Islam masuk ke Nusantara dibawa para pedagang dari Gujarat,
India, di abad ke 14 Masehi. Teori masuknya Islam ke Nusantara dari Gujarat ini
disebut juga sebagai Teori Gujarat. Demikian menurut buku-buku sejarah yang
sampai sekarang masih menjadi buku pegangan bagi para pelajar kita, dari
tingkat sekolah dasar hingga lanjutan atas, bahkan di beberapa perguruan
tinggi.
Namun, tahukah Anda bahwa Teori Gujarat ini berasal dari
seorang orientalis asal Belanda yang seluruh hidupnya didedikasikan untuk
menghancurkan Islam? Orientalis ini bernama Snouck Hurgronje, yang demi
mencapai tujuannya, ia mempelajari bahasa Arab dengan sangat giat, mengaku
sebagai seorang Muslim, dan bahkan mengawini seorang Muslimah, anak seorang
tokoh di zamannya. Menurut sejumlah pakar sejarah dan juga arkeolog, jauh
sebelum Nabi Muhammad SAW menerima wahyu, telah terjadi kontak dagang antara
para pedagang Cina, Nusantara, dan Arab. Jalur perdagangan selatan ini sudah
ramai saat itu.
Mengutip buku Gerilya Salib di Serambi Makkah (Rizki
Ridyasmara, Pustaka Alkautsar, 2006) yang banyak memaparkan bukti-bukti sejarah
soal masuknya Islam di Nusantara, Peter Bellwood, Reader in Archaeology di
Australia National University, telah melakukan banyak penelitian arkeologis di
Polynesia dan Asia Tenggara.
Bellwood menemukan bukti-bukti yang menunjukkan bahwa
sebelum abad kelima masehi, yang berarti Nabi Muhammad SAW belum lahir,
beberapa jalur perdagangan utama telah berkembang menghubungkan kepulauan
Nusantara dengan Cina. Temuan beberapa tembikar Cina serta benda-benda perunggu
dari zaman Dinasti Han dan zaman-zaman sesudahnya di selatan Sumatera dan di
Jawa Timur membuktikan hal ini.
Dalam catatan kakinya Bellwood menulis, Museum Nasional di
Jakarta memiliki beberapa bejana keramik dari beberapa situs di Sumatera Utara.
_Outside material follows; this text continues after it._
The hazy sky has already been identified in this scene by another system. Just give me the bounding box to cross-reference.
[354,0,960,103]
Selain itu, banyak barang perunggu Cina, yang beberapa di antaranya mungkin
bertarikh akhir masa Dinasti Zhou (sebelum 221 SM), berada dalam koleksi
pribadi di London. Benda-benda ini dilaporkan berasal dari kuburan di Lumajang,
Jawa Timur, yang sudah sering dijarah dan Bellwood dengan ini hendak menyatakan
bahwa sebelum tahun 221 SM, para pedagang pribumi diketahui telah melakukan
hubungan dagang dengan para pedagang dari Cina.
Masih menurutnya, perdagangan pada zaman itu di Nusantara
dilakukan antar sesama pedagang, tanpa ikut campurnya kerajaan, jika yang
dimaksudkan kerajaan adalah pemerintahan dengan raja dan memiliki wilayah yang
luas. Sebab kerajaan Budha Sriwijaya yang berpusat di selatan Sumatera baru
didirikan pada tahun 607 Masehi (Wolters 1967; Hall 1967, 1985). Tapi bisa saja
terjadi, kerajaan-kerajaan kecil yang tersebar di beberapa pesisir pantai sudah
berdiri, walau yang terakhir ini tidak dijumpai catatannya.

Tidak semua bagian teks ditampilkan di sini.